C'est pourquoi, l'art 47 prévoit que toute personne dont les droits et libertés sont violés a droit à un recours effectif devant un tribunal. Sa cause doit pouvoir être entendue "équitablement, publiquement et dans un délai raisonnable par un tribunal indépendant et impartial". Pour se faire, il doit pouvoir avoir la possibilité "de se faire conseiller, défendre et représenter".

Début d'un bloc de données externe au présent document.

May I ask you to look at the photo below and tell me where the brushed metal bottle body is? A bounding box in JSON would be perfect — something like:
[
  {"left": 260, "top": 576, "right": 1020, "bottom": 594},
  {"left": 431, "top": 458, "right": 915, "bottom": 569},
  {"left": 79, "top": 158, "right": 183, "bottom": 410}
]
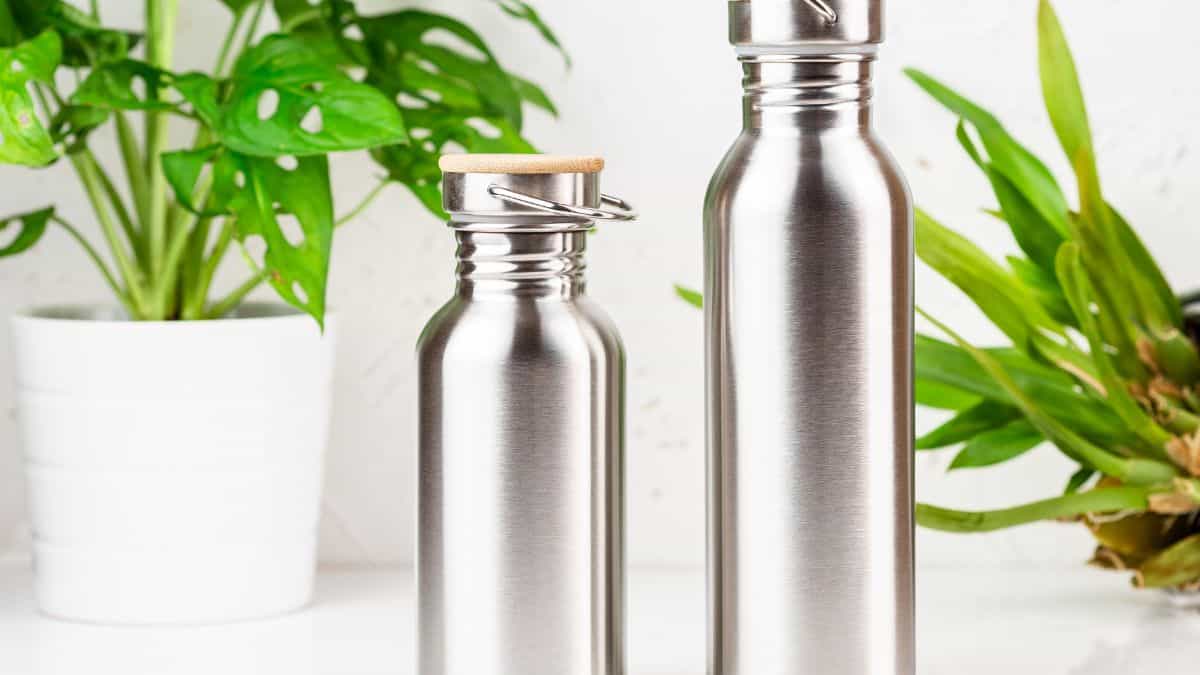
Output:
[
  {"left": 704, "top": 10, "right": 915, "bottom": 674},
  {"left": 418, "top": 170, "right": 625, "bottom": 675}
]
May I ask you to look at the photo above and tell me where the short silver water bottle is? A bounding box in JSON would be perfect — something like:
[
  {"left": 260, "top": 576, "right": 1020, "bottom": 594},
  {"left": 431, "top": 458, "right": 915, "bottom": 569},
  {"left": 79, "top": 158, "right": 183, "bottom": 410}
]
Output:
[
  {"left": 418, "top": 155, "right": 635, "bottom": 675},
  {"left": 705, "top": 2, "right": 915, "bottom": 674}
]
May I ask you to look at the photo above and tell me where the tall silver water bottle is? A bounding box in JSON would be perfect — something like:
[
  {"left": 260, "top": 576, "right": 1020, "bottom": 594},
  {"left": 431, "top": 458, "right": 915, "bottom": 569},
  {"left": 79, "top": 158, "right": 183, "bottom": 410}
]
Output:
[
  {"left": 418, "top": 154, "right": 635, "bottom": 675},
  {"left": 705, "top": 1, "right": 914, "bottom": 674}
]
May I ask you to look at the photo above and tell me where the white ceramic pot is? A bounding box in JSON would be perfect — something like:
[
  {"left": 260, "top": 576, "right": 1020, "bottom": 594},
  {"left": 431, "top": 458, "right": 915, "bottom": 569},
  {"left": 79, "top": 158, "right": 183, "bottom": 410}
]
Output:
[{"left": 10, "top": 303, "right": 336, "bottom": 624}]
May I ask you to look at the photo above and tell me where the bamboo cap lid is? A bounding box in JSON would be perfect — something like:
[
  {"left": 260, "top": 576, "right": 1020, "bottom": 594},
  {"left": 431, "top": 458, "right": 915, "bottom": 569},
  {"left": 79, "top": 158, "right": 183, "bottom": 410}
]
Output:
[{"left": 439, "top": 154, "right": 604, "bottom": 175}]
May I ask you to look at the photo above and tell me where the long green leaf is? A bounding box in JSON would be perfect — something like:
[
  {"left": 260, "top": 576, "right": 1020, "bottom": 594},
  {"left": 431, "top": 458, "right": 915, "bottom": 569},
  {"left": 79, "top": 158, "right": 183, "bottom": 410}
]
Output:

2- La convention européenne des droits de l'Homme : procès équitable égalité

La Convention Européenne des droits de l'Homme "Toute personne dont les droits et libertés reconnus dans la présente Convention ont été violés, a droit à l’octroi d’un recours effectif devant une instance nationale, alors même que la violation aurait été commise par des personnes agissant dans l’exercice de leurs fonctions officielles" (art 13). Rappelons que conformément à l'art 6§1, la justice doit être rendue avec équité et dans un délai raisonnable (CEDH 11 février 2010 MALET c FRANCE - 30 oct 2014 PALMERO c FRANCE n° 77362/11).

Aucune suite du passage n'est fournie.